UAE's trade pacts with Turkey and Indonesia to come into force

iStock [For illustration]

Two of the UAE's Comprehensive Economic Partnership Agreements (CEPA) will come into force on September 1, paving the way for a new era of trade and investment cooperation with two rapidly emerging global economies.

The trade pacts with Turkey and Indonesia will help remove or reduce tariffs on a vast array of goods, eliminate trade barriers and establish pathways for investment into priority sectors such as logistics, energy, food production, fintech, e-commerce, as well as travel and tourism.

These are now the third and fourth of the UAE’s Comprehensive Economic Partnership Agreements to come into force, following on from the successful roll-out of CEPAs with India, which was implemented in May 2022, and Israel, which was introduced in April 2023.

They are the latest components of a foreign trade agenda that seeks to establish stronger economic ties with strategically important nations around the world.

The UAE-Indonesia CEPA, which was signed in Abu Dhabi in July 2022, is projected to boost the value of bilateral non-oil trade from its current $4.08 billion to more than $10 billion within five years.

The agreement also seeks to raise the combined value of trade in services between the two nations to $630 million by 2030. Under the terms of the CEPA, more than 80 per cent of UAE exports to Indonesia will now be exempt from customs duties.

The UAE-Indonesian economic partnership also seeks to develop the rapidly expanding Islamic economy, which is projected to reach $3.2 trillion by 2024, while accelerating the implementation of investment projects worth $10 billion in sectors such as agriculture, energy, infrastructure, and logistics.
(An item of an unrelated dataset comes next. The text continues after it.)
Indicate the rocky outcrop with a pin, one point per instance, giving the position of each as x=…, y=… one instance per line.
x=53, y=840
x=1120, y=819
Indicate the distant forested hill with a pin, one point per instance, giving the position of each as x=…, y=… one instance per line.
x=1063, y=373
The UAE-Turkey CEPA has eliminated or reduced customs duties on 82 per cent of product lines, which account for more than 93 per cent of the value of bilateral non-oil trade.
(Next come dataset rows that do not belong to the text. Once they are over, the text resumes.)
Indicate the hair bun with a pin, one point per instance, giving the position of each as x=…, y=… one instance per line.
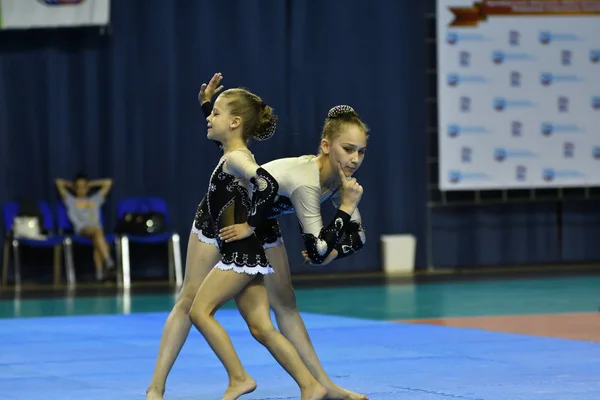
x=267, y=131
x=341, y=111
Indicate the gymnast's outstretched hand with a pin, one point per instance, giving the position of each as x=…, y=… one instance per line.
x=208, y=91
x=332, y=256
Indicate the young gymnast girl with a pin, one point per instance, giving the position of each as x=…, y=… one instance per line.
x=237, y=116
x=202, y=253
In 2022, Turkey was the fastest growing of the UAE’s top ten trading partners, with non-oil trade climbing 40 per cent to $18.9 billion. The newly liberalized trading environment will see this rise to $40 billion within the next five years.

"Both agreements will unlock a range of opportunities for our private sector in two of the world’s most dynamic centers of growth, and help broaden our network of trade partnerships with strategically important markets – both regionally and globally," said Dr. Thani bin Ahmed Al-Zeyoudi, Minister of State for Foreign Trade.

He stressed that the agreements play a vital role in attaining the nation's objectives, in particular the vision laid out in “We The UAE 2031”, which seeks to double the UAE’s non-oil foreign trade to AED 4 trillion and elevate national exports to AED 800 billion.

The recently published statistics which show a record non-oil foreign trade value of AED 1.239 trillion for the first six months of 2023, demonstrate that the UAE is firmly on track – and that the CEPA programme will help maintain this upward trajectory.